The use of Q-switched lasers could very rarely produce the development of large bulla. However, if patients follow post care directions to elevate, rest, and apply intermittent icing, it should minimize the chances of bulla and other adverse effects. In addition, health care practitioners should contemplate the use of a cooling device during the tattoo removal procedure. While the infrequent bulla development is a possible side effect of Q-switched laser tattoo removal, if treated appropriately and quickly by the health care practitioner, it is unlikely that long term consequences would ensue.
Although laser treatment is well known and often used to remove tattoos, unwanted side effects of laser tattoo removal include the possibility of discoloration of the skin such as hypopigmentation (white spots, more common in darker skin) and hyperpigmentation (dark spots) as well as textural changes – these changes are usually not permanent when the Nd:YAG is used but it is much more likely with the use of the 755 nm Alexandrite, the 694 nm Ruby and the R20 method. Very rarely, burns may result in scarring but this usually only occurs when patients don’t care for the treated area properly. Occasionally, “paradoxical darkening” of a tattoo may occur, when a treated tattoo becomes darker instead of lighter. This occurs most often with white ink, flesh tones, pink, and cosmetic make-up tattoos.

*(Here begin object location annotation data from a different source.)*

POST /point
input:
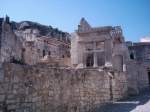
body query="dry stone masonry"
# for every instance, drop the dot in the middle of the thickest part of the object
(42, 71)
(49, 89)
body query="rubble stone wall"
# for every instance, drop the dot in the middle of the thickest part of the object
(137, 77)
(46, 89)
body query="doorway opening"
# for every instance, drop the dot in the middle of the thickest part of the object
(90, 60)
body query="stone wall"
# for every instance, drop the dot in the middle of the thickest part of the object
(137, 77)
(46, 89)
(11, 47)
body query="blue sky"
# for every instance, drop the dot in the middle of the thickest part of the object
(132, 15)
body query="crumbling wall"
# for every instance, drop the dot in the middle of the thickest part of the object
(46, 89)
(137, 77)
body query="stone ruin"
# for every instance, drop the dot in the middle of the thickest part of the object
(98, 72)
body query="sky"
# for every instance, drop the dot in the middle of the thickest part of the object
(132, 15)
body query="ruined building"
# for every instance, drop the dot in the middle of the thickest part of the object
(103, 67)
(96, 47)
(140, 52)
(30, 42)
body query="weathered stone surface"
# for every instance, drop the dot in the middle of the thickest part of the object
(56, 89)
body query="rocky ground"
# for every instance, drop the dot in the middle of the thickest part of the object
(139, 103)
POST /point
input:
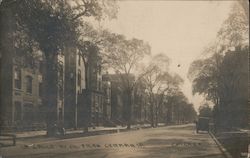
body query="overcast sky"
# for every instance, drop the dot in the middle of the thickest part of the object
(180, 29)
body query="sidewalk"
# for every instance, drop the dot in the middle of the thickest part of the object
(91, 130)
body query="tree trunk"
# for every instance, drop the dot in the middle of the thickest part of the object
(50, 95)
(129, 108)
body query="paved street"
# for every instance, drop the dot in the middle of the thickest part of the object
(171, 142)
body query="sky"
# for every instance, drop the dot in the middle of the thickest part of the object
(179, 29)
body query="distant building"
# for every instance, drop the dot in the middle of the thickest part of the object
(22, 90)
(74, 85)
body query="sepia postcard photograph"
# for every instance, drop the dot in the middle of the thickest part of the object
(124, 79)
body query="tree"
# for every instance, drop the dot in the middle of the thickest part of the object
(159, 83)
(221, 78)
(124, 56)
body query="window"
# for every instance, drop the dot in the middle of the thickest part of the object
(28, 84)
(40, 89)
(17, 114)
(79, 78)
(40, 66)
(17, 78)
(28, 114)
(60, 89)
(79, 60)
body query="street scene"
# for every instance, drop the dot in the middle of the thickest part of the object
(116, 78)
(173, 141)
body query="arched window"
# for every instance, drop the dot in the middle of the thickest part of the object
(79, 78)
(28, 84)
(17, 78)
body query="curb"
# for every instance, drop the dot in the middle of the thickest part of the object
(222, 149)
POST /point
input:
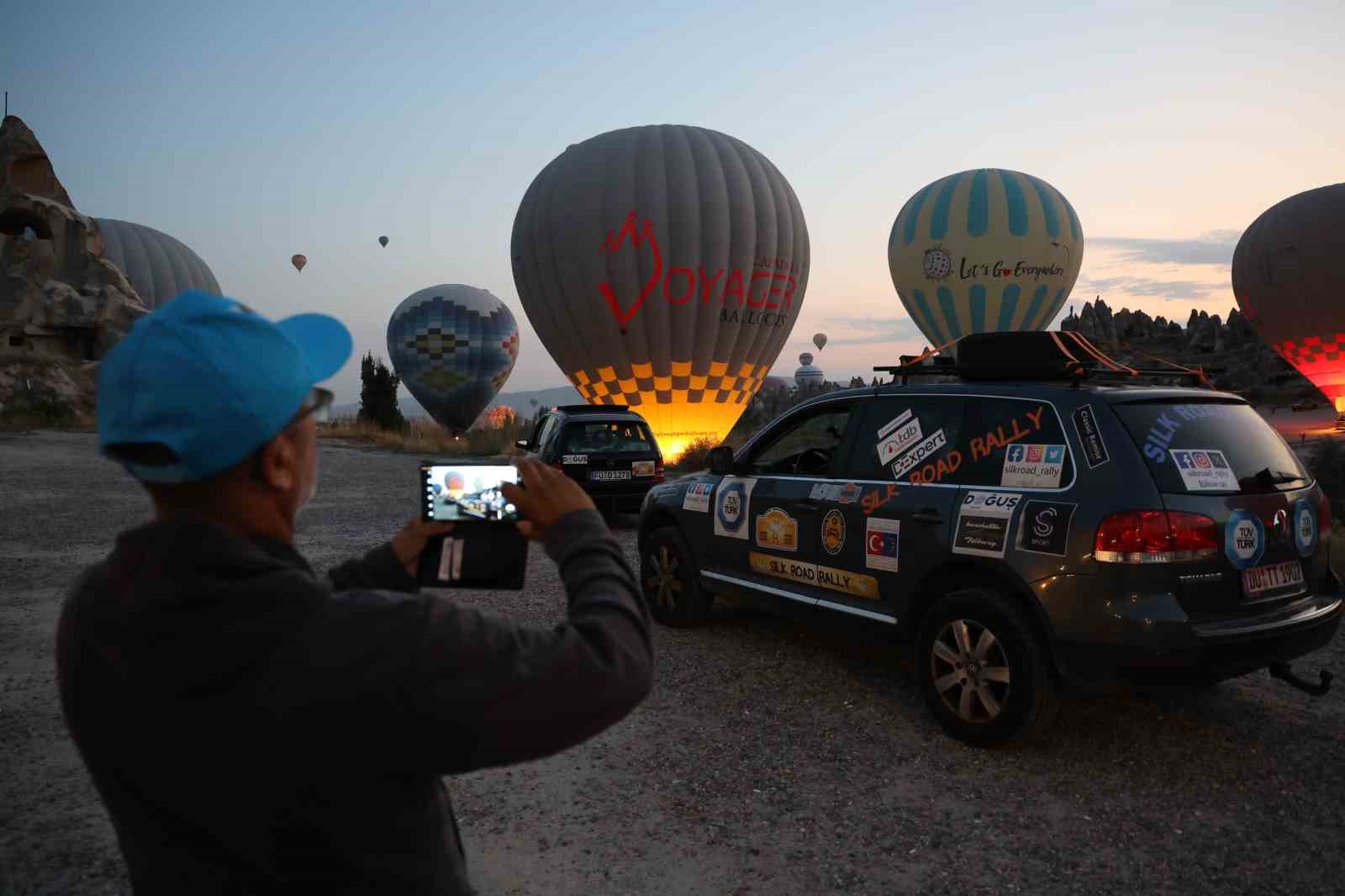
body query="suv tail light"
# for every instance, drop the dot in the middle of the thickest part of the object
(1156, 537)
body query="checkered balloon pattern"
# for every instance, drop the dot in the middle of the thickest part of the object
(451, 356)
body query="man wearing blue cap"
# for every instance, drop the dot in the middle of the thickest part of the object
(255, 728)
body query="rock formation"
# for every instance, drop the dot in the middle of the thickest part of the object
(62, 304)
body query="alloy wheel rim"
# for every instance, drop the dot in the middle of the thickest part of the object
(663, 584)
(970, 672)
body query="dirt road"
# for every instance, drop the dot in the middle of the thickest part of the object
(773, 756)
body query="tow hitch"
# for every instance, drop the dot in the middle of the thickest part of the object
(1286, 674)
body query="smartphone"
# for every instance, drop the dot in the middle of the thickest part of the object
(466, 493)
(484, 549)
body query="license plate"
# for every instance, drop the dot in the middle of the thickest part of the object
(1261, 579)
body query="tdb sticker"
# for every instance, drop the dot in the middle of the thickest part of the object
(1244, 539)
(731, 508)
(1305, 528)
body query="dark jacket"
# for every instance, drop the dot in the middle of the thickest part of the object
(253, 728)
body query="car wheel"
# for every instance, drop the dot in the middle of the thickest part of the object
(984, 670)
(672, 582)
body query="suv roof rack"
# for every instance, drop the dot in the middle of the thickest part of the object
(1031, 356)
(595, 409)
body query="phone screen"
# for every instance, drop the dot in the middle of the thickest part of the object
(466, 492)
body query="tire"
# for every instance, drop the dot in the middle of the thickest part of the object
(672, 582)
(1019, 698)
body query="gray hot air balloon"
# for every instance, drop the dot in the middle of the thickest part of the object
(156, 266)
(663, 266)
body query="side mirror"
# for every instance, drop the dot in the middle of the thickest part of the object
(721, 461)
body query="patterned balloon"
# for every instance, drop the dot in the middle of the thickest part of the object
(1289, 279)
(985, 250)
(454, 347)
(663, 268)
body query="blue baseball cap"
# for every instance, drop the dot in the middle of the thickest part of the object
(213, 381)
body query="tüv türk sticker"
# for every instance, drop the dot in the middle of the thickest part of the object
(1204, 470)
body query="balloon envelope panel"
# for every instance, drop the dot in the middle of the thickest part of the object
(454, 346)
(156, 266)
(663, 268)
(985, 250)
(1289, 277)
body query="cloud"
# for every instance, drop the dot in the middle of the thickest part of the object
(878, 329)
(1167, 289)
(1214, 248)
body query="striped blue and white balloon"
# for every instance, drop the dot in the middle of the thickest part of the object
(985, 250)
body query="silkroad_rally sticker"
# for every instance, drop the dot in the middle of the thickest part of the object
(699, 497)
(731, 508)
(881, 544)
(1044, 528)
(817, 575)
(833, 532)
(984, 524)
(1204, 470)
(1033, 466)
(892, 424)
(915, 456)
(1086, 427)
(894, 445)
(778, 530)
(1305, 528)
(1244, 539)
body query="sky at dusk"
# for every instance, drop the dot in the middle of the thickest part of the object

Some tattoo pigments contain metals that could theoretically break down into toxic chemicals in the body when exposed to light. This has not yet been reported in vivo but has been shown in laboratory tests. Laser removal of traumatic tattoos may similarly be complicated depending on the substance of the pigmenting material. In one reported instance, the use of a laser resulted in the ignition of embedded particles of firework debris.